Pensa che il centrodestra, Gentile ad esempio, possa portare i propri elettori ai seggi delle primarie?

«Mi sto preoccupando di mantenere alta e trasparente la partecipazione al voto di domenica, così come mi sono sforzato di mantenere limpida la mia proposta e la mia impostazione politica. Sarebbe un fatto grave che ci fossero intromissioni esterne e mi auguro che non si verifichi. Chi dovesse determinare episodi del genere si assumerà le proprie responsabilità. Quello che è avvenuto a Vibo e a Locri è molto preoccupante, anche perché Callipo non ha mai smentito nulla. Anche chi ha la responsabilità di dirigere il partito deve dire una parola chiara su queste vicende».

È una critica a Magorno?

«Il mio è solo un invito a tutti, soprattutto a chi ha responsabilità di gestione, di intervenire per fare in modo che non ci siano episodi di inquinamento del voto».

Anche davanti a questi episodi conferma il suo giudizio sulle primarie? O adesso teme che possano trasformarsi in strumento di spaccatura interna ed essere svuotate?

«Lo strumento delle primarie rimane validissimo anche in Calabria. Naturalmente ognuno le affronta con il proprio senso di responsabilità, ma dare ai cittadini la possibilità di scegliere il proprio candidato credo sia in ogni caso un fattore positivo».

Anche se dovesse perderle, dunque, darebbe il suo appoggio incondizionato al vincente...

«Certamente, c'è un vincolo per tutti e va onorato. Sono sicuro che domenica ci sarà un'alta partecipazione al voto e che vincerò le primarie. Sono altrettanto sicuro che i miei avversari mi sosterranno durante la futura campagna elettorale».

Considerata la crisi che sta attraversando il centrodestra in Calabria, crede che il vincitore delle primarie sarà anche il futuro governatore?

«Credo che chi vincerà le primarie avrà sicuramente il vantaggio derivante dalla spinta del consenso popolare.
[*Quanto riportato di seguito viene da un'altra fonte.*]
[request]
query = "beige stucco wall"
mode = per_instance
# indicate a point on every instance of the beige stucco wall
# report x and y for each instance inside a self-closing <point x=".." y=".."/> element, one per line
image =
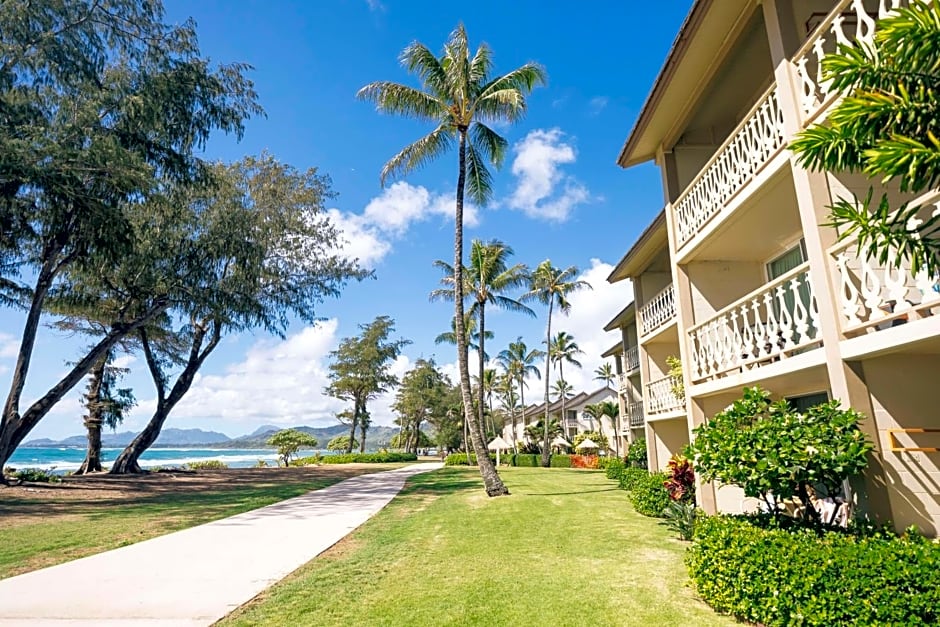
<point x="903" y="395"/>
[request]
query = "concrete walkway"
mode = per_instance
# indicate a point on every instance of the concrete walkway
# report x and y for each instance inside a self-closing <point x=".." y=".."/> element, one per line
<point x="198" y="575"/>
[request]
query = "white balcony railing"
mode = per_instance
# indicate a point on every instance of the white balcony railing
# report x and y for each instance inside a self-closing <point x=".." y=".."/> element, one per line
<point x="777" y="320"/>
<point x="631" y="359"/>
<point x="758" y="137"/>
<point x="635" y="415"/>
<point x="658" y="311"/>
<point x="661" y="396"/>
<point x="847" y="24"/>
<point x="874" y="295"/>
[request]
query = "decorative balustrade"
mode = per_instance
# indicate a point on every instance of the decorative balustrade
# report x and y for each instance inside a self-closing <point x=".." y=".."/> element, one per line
<point x="848" y="24"/>
<point x="758" y="137"/>
<point x="662" y="395"/>
<point x="658" y="311"/>
<point x="635" y="414"/>
<point x="777" y="320"/>
<point x="874" y="295"/>
<point x="631" y="359"/>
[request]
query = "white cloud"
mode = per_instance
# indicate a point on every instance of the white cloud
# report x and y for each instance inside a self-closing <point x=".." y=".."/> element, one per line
<point x="387" y="217"/>
<point x="598" y="104"/>
<point x="590" y="311"/>
<point x="543" y="190"/>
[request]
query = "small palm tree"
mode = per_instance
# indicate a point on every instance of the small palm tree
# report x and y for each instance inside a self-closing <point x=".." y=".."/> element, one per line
<point x="551" y="287"/>
<point x="606" y="374"/>
<point x="460" y="99"/>
<point x="487" y="278"/>
<point x="563" y="350"/>
<point x="519" y="361"/>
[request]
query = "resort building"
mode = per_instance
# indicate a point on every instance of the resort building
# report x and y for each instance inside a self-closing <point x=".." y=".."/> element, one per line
<point x="739" y="278"/>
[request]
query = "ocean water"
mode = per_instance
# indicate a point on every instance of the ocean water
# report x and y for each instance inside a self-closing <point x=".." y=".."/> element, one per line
<point x="63" y="459"/>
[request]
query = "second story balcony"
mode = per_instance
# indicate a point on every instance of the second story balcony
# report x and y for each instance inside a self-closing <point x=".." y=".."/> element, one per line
<point x="658" y="311"/>
<point x="777" y="320"/>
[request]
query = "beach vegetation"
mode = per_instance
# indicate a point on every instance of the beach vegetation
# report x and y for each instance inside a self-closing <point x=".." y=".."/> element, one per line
<point x="459" y="96"/>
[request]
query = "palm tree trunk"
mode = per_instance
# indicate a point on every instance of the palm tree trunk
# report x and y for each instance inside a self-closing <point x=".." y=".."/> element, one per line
<point x="93" y="420"/>
<point x="548" y="344"/>
<point x="491" y="481"/>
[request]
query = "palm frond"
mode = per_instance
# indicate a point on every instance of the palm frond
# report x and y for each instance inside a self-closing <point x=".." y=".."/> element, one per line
<point x="419" y="153"/>
<point x="397" y="99"/>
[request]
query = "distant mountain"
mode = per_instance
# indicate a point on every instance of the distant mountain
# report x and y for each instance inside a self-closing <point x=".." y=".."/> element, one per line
<point x="377" y="438"/>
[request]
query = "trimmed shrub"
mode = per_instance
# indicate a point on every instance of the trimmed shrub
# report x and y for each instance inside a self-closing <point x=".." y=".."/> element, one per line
<point x="613" y="466"/>
<point x="629" y="477"/>
<point x="206" y="464"/>
<point x="526" y="460"/>
<point x="765" y="574"/>
<point x="460" y="459"/>
<point x="369" y="458"/>
<point x="649" y="496"/>
<point x="584" y="461"/>
<point x="636" y="454"/>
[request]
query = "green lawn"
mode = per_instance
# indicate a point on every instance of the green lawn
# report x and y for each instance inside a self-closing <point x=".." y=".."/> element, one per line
<point x="49" y="525"/>
<point x="564" y="549"/>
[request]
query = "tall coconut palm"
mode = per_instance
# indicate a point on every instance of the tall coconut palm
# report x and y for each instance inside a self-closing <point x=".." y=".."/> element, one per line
<point x="563" y="350"/>
<point x="487" y="278"/>
<point x="519" y="362"/>
<point x="605" y="373"/>
<point x="551" y="286"/>
<point x="459" y="98"/>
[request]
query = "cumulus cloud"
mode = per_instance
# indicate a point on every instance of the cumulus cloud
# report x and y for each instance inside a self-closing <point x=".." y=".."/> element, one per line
<point x="369" y="236"/>
<point x="543" y="190"/>
<point x="590" y="311"/>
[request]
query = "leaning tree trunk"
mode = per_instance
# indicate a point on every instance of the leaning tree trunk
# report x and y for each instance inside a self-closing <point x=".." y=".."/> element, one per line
<point x="93" y="420"/>
<point x="548" y="343"/>
<point x="491" y="481"/>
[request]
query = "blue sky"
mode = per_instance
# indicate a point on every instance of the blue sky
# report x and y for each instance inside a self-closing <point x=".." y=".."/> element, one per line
<point x="560" y="194"/>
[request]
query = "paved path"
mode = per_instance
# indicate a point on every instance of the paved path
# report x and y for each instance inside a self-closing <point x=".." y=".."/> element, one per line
<point x="198" y="575"/>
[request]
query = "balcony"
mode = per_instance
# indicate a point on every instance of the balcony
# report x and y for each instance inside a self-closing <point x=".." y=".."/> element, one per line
<point x="635" y="415"/>
<point x="872" y="295"/>
<point x="631" y="359"/>
<point x="755" y="141"/>
<point x="847" y="24"/>
<point x="777" y="320"/>
<point x="661" y="397"/>
<point x="660" y="309"/>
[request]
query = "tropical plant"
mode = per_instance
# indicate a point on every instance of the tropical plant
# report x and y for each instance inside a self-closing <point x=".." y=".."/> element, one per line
<point x="487" y="278"/>
<point x="459" y="98"/>
<point x="519" y="362"/>
<point x="360" y="370"/>
<point x="551" y="287"/>
<point x="775" y="453"/>
<point x="289" y="441"/>
<point x="885" y="128"/>
<point x="605" y="372"/>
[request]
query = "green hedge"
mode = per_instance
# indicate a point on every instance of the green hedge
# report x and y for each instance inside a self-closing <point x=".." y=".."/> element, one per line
<point x="802" y="576"/>
<point x="629" y="477"/>
<point x="614" y="468"/>
<point x="649" y="496"/>
<point x="527" y="460"/>
<point x="369" y="458"/>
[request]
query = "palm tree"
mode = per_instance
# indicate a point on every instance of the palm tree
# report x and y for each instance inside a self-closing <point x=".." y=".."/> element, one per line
<point x="486" y="279"/>
<point x="563" y="350"/>
<point x="605" y="373"/>
<point x="551" y="286"/>
<point x="459" y="98"/>
<point x="518" y="361"/>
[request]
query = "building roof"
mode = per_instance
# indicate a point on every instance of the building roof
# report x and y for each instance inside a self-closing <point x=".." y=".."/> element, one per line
<point x="624" y="316"/>
<point x="651" y="241"/>
<point x="702" y="41"/>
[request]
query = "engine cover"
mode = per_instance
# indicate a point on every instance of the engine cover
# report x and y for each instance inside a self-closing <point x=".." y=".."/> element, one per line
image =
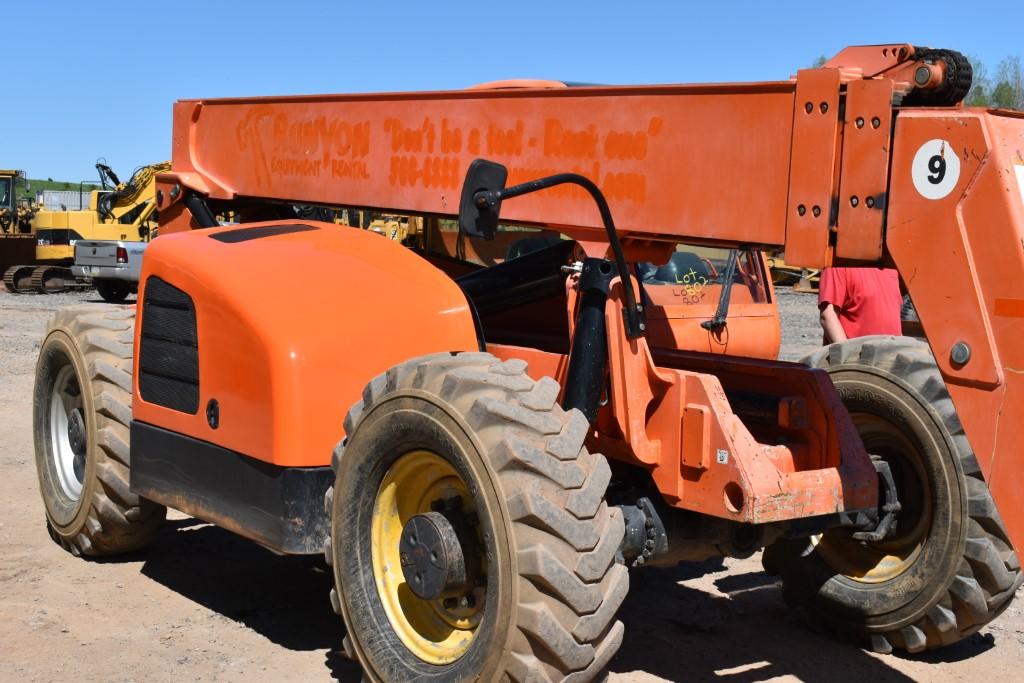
<point x="260" y="337"/>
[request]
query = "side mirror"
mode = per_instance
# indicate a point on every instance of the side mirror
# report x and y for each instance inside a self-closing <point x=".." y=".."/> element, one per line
<point x="480" y="203"/>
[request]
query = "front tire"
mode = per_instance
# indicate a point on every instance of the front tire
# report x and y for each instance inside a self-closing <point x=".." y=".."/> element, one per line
<point x="82" y="413"/>
<point x="547" y="586"/>
<point x="949" y="567"/>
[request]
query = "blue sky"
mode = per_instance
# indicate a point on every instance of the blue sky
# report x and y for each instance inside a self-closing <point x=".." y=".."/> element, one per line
<point x="94" y="80"/>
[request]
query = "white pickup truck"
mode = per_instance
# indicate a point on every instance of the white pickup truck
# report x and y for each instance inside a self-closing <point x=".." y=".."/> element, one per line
<point x="113" y="266"/>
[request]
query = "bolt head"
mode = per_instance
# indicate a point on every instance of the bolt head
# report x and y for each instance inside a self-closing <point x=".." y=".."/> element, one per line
<point x="961" y="353"/>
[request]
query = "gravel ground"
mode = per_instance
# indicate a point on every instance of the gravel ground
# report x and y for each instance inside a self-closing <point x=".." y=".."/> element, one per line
<point x="205" y="605"/>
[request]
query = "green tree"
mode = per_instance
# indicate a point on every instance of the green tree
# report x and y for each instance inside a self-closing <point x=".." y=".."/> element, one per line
<point x="1004" y="96"/>
<point x="981" y="88"/>
<point x="1009" y="91"/>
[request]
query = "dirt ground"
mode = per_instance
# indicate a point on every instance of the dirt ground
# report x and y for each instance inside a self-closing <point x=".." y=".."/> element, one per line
<point x="205" y="605"/>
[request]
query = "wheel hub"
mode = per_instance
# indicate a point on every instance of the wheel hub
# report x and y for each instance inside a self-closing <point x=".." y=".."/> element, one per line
<point x="76" y="431"/>
<point x="432" y="558"/>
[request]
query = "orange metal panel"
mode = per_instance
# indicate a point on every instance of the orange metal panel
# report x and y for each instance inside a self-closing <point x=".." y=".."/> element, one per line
<point x="291" y="333"/>
<point x="665" y="156"/>
<point x="955" y="231"/>
<point x="864" y="176"/>
<point x="810" y="212"/>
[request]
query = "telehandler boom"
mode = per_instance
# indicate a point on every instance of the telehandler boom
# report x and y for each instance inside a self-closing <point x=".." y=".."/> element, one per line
<point x="473" y="531"/>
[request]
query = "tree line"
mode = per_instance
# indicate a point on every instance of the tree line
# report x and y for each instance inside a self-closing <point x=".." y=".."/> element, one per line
<point x="1005" y="89"/>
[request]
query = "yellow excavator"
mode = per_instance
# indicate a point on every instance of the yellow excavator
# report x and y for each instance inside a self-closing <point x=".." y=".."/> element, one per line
<point x="123" y="211"/>
<point x="17" y="243"/>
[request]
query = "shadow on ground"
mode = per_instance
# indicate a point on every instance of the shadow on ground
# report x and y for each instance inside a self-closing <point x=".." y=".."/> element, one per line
<point x="285" y="599"/>
<point x="673" y="631"/>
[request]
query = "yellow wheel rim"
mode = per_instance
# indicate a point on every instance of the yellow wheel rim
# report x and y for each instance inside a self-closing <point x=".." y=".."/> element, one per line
<point x="434" y="631"/>
<point x="885" y="560"/>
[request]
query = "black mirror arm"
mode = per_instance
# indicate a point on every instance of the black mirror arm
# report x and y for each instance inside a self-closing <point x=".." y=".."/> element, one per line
<point x="635" y="325"/>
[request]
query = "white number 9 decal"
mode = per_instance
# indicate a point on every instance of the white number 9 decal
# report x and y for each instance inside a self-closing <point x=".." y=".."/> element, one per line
<point x="935" y="169"/>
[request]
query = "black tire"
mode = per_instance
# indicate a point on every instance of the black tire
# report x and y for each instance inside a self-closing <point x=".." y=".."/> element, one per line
<point x="113" y="291"/>
<point x="86" y="357"/>
<point x="963" y="571"/>
<point x="552" y="587"/>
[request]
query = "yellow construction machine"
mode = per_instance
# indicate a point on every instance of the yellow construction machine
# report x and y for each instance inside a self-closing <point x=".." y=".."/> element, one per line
<point x="123" y="211"/>
<point x="17" y="243"/>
Non si deve dare nulla per scontato e lavorare dal giorno dopo per costruire una coalizione ampia e forte».

Questa coalizione potrebbe comprendere anche Ncd e Udc?

«Dopo le primarie, insieme ai gruppi dirigenti di tutte le forze di centrosinistra, bisognerà rapidamente aprire una riflessione perché si possano disegnare i contorni per una coalizione ampia e robusta, ma con una proposta politica netta e senza nebbie».

E Pippo Callipo invece? Si candiderà in maniera autonoma o farà parte della sua squadra dopo il vostro faccia a faccia?

«L'incontro che ho avuto con Pippo Callipo è stato molto fruttuoso, ma ci siamo confrontati sui problemi della Calabria e non sugli assetti istituzionali».

Dovesse diventare governatore, quali saranno gli interventi fondamentali da adottare a partire dal giorno dopo l'elezione?

«Occorre mettersi subito all'opera per fronteggiare l'emergenza lavoro e per aprire un confronto con il Governo. Occorre poi recuperare il terreno perso sull'utilizzo dei fondi Ue 2007-13 che rischiano di svanire. Con altrettanta celerità si deve intervenire sulla sanità che è in grave sofferenza. È necessario assicurare i Lea su tutto il territorio. Infine si deve affrontare e risolvere l'emergenza rifiuti, riuscendo finalmente a trasformare il processo di gestione in un'occasione di sviluppo e crescita per la Regione».

Faccia il suo appello della vigilia agli elettori.

«Chiedo un consenso per mettere la mia esperienza di governo al servizio della Calabria. Un consenso perché, forte di quest'esperienza, credo di avere gli strumenti giusti per mettere in campo nuove energie e creare una nuova classe dirigente. Per affrontare e risolvere i gravi problemi della Calabria non basta un solo mandato e per questo ritengo di dover avviare un percorso che sia in grado di proseguire sulle proprie gambe anche nel lungo periodo e a prescindere dal leader, grazie alla classe dirigente rinnovata che sapremo coinvolgere».